SINGAPORE - At age 40, Mr Desmond Lee was the youngest member of the Singapore Cabinet.
On Monday (Sept 11), he will take over from Mr Tan Chuan-Jin and helm the Ministry of Social and Family Development (MSF), in addition to his portfolio as Second Minister for National Development.
In 2011, he made a quiet entry into politics, known as the son of former Cabinet minister Lee Yock Suan. But in the past six years in office, the younger Mr Lee has carved a niche for himself.
At MND, he plays a key role in balancing Singapore's competing needs of development and conservation.
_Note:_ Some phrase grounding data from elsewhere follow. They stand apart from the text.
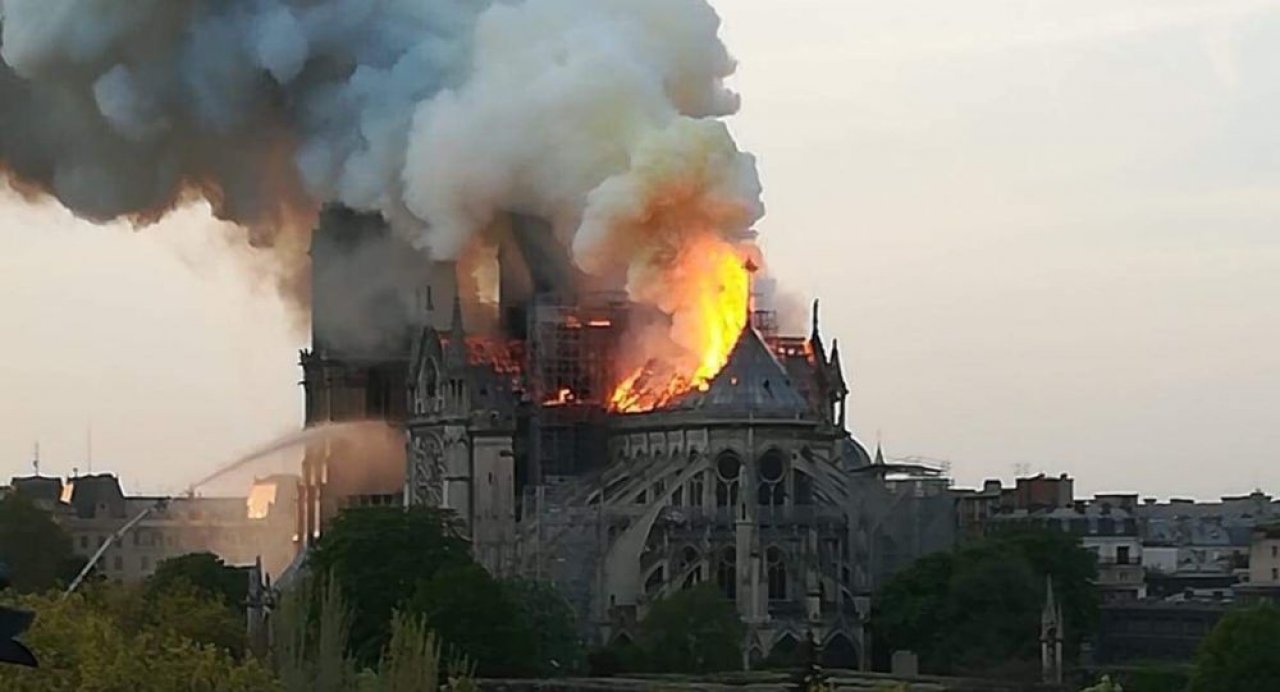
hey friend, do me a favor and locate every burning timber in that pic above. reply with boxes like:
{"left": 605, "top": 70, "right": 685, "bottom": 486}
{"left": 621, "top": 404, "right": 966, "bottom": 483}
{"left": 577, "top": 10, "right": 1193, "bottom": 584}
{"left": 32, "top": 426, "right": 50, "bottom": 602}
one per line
{"left": 297, "top": 206, "right": 952, "bottom": 667}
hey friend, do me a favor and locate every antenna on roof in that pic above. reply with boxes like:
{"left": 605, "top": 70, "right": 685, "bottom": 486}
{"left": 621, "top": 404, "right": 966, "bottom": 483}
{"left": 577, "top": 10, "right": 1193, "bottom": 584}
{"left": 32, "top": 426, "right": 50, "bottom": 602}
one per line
{"left": 86, "top": 422, "right": 93, "bottom": 474}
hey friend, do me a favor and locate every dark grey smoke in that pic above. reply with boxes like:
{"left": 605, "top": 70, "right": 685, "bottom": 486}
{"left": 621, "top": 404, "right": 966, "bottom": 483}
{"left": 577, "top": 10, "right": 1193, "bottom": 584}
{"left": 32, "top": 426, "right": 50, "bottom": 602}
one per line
{"left": 0, "top": 1, "right": 479, "bottom": 270}
{"left": 0, "top": 0, "right": 762, "bottom": 358}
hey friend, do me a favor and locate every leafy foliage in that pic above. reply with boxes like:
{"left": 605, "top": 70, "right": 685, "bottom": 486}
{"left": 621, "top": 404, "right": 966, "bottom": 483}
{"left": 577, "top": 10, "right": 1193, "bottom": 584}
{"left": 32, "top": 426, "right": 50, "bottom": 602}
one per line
{"left": 112, "top": 581, "right": 248, "bottom": 657}
{"left": 498, "top": 578, "right": 586, "bottom": 676}
{"left": 0, "top": 590, "right": 278, "bottom": 691}
{"left": 309, "top": 506, "right": 585, "bottom": 677}
{"left": 0, "top": 493, "right": 78, "bottom": 593}
{"left": 408, "top": 563, "right": 535, "bottom": 678}
{"left": 631, "top": 584, "right": 746, "bottom": 674}
{"left": 146, "top": 552, "right": 248, "bottom": 609}
{"left": 1189, "top": 602, "right": 1280, "bottom": 692}
{"left": 272, "top": 573, "right": 476, "bottom": 692}
{"left": 308, "top": 507, "right": 472, "bottom": 664}
{"left": 273, "top": 575, "right": 360, "bottom": 692}
{"left": 1113, "top": 665, "right": 1190, "bottom": 692}
{"left": 871, "top": 526, "right": 1099, "bottom": 676}
{"left": 1080, "top": 675, "right": 1123, "bottom": 692}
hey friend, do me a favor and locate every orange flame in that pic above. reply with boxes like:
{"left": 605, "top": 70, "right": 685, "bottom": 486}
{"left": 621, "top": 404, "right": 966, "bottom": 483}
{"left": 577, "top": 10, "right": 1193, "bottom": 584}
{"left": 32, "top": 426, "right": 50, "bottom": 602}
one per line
{"left": 609, "top": 236, "right": 750, "bottom": 413}
{"left": 544, "top": 387, "right": 577, "bottom": 406}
One of his traits is to go down to the ground to solicit views and gain support across the board, said those who have interacted with him.
He held regular dialogues, many of them unofficial, with people across the spectrum, whether it is wildlife experts - from whom he learnt how to identify birds - or construction company bosses whom he would nudge to get on board the Government's industry transformation plan and invest in technology.
It is a trait he is expected to bring to the MSF, which is facing its own balancing act in meeting the growing needs of an ageing population with increasing demands from other segments of society.
Senior lecturer at the department of biological sciences at the National University of Singapore N. Sivasothi, who works closely with Mr Lee, said: "Desmond brought to the fore a ground-up approach, pulling members of the different communities in to discuss specific issues, which helps to reach out to a wider community. It's definitely a trait he can bring to the social sector."
In a reply to The Straits Times on Tuesday, Mr Lee indicated as much.
Mr Lee, now 41, and the father of three, said: "My first priority at MSF is to listen and learn. I hope to meet our frontline social workers and community partners to hear from them.
"This is because MSF's role is to bring stakeholders and the community together, to meet not only the needs and aspirations of today, but also anticipate and start preparing for the needs and aspirations of tomorrow."
He said it can be achieved through the SG Cares movement, a national campaign to get Singaporeans to volunteer.
"This is a major endeavour that will take some time and a lot of collective will and effort. I will be working closely with Chuan-Jin, Grace Fu and the social and people sector on this."
Mr Lee will continue as Second Minister in the MND, but will relinquish his appointments in the Ministry of Home Affairs and the Prime Minister's Office.
Besides the construction industry, he will strengthen community dialogues "so that our City in a Garden takes on an even deeper shade of green".
Earlier this year, he told The Straits Times during his first interview as full minister that the Government is looking at how the process of conducting environmental impact assessments can be strengthened.
Last Saturday (Sept 2), Mr Lee, a nature buff, attended the Singapore Eco Film Festival to mingle with nature enthusiasts.
On the same day, he announced the formation of the friends of the Marine Park community, comprising boaters, divers, scientists, fishermen and more, who will work on projects to conserve Sisters' Islands Marine Park, Singapore's first and only marine park, located south of Singapore.
Mr Stephen Beng, head of the Nature Society's (Singapore) marine conservation group, congratulated Mr Lee on his new role, and said he was heartened to see that Mr Lee will retain his portfolio in the MND.
"We embrace good leaders in governance, and we are glad that he will continue in the MND to follow through the processes and community networks he had initiated."
Mr Lee, in a Facebook post on his new appointment, said MSF has had to deal with complex challenges the past few years, such as helping children from low-income families level up through KidStart, enabling people with disability and special needs to live with dignity, and promoting the early childhood sector and supporting theteachers.